By Bridget Johnson - 07/25/10 03:10 PM EDT
Treasury Secretary Timothy Geithner said the economy was experiencing “very encouraging” recovery, but cautioned that a transition from government intervention to private investment needed to be made to keep the recovery going.
Geithner, appearing Sunday morning on both ABC’s “This Week” and NBC’s “Meet the Press,” struck a mostly optimistic tone even when asked about Fed Chairman Ben Bernanke’s remarks last week that the economic outlook was “unusually uncertain.”
“Americans are still living with some caution,” he said, adding that healing was occurring and taking one of numerous digs at the previous administration: “This was a recession caused by a set of policies that left us with a $1.3 trillion deficit when this president came into office.”
“We’ve seen six months of positive job growth by the private sector,” Geithner said on ABC. “That’s pretty good.
“...We want to see it happen at a faster pace,” he said. “But I think most people understand that, you know, this was a deep crisis. The scars ran very deep, devastating damage.
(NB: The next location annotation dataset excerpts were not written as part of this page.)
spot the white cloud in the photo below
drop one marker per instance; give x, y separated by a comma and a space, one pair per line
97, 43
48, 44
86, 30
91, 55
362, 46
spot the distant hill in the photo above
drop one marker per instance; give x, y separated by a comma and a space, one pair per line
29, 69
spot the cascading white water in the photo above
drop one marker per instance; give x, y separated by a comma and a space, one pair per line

It’s going to take time to repair that damage, take time to grow out of this, but we’re making progress.”
The Treasury secretary said that he believed the economy would gradually strengthen over the next year or two, “but we’ve got a long way to go still.” Businesses “faced with the prospect of the economy falling off a cliff are still cautious” about hiring and investment, he said on “Meet the Press.”
Geithner, while stressing that he does not believe the country is headed for a double-dip recession, said that the new financial reform law would help avert a crisis in the future with better “shock absorbers.”
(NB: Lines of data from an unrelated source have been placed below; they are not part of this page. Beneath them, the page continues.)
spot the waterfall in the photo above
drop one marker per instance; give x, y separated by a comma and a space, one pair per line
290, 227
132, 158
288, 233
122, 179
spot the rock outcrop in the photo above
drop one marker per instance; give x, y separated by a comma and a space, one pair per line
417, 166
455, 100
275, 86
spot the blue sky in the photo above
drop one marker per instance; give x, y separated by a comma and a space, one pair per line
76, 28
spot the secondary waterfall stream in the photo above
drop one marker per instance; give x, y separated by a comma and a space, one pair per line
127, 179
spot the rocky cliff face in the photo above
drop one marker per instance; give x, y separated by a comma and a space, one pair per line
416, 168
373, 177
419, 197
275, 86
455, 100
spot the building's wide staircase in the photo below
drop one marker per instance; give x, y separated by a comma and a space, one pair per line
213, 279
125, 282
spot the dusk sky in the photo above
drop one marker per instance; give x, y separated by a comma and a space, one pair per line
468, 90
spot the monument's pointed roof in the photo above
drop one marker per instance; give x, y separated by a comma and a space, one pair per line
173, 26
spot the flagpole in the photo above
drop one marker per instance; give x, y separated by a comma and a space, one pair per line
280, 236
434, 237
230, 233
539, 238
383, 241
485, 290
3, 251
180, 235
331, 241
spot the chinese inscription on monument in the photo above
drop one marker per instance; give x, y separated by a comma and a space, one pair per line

On NBC, Geithner said financial sector reforms were necessary to “make sure this system goes back to its core purpose. ... Our system at its best was the model for the world in doing that.”
“It also gives authority we did not have to put in place strong constraints on risk-taking on all the nation’s largest institutions,” he said on ABC. “That authority did not exist before, and it was central to what caused the near collapse of the financial system.”
“I don’t think there’s any reform bill, no law in any country that can prevent all financial crises,” Geithner said, but added that he thought such reforms in place before the recession “would have caused much less damage.”
Geithner vowed that the administration would press forward with policies to cut the “large and inherited deficits” — projected Friday by the Office of Management and Budget to hit $1.47 trillion with high unemployment.
Next up is reforming Freddie Mac and Fannie Mae while preserving some “carefully designed” guarantee for people to finance home even in times of recession, Geithner said, predicting that a set of reforms would receive broad bipartisan support.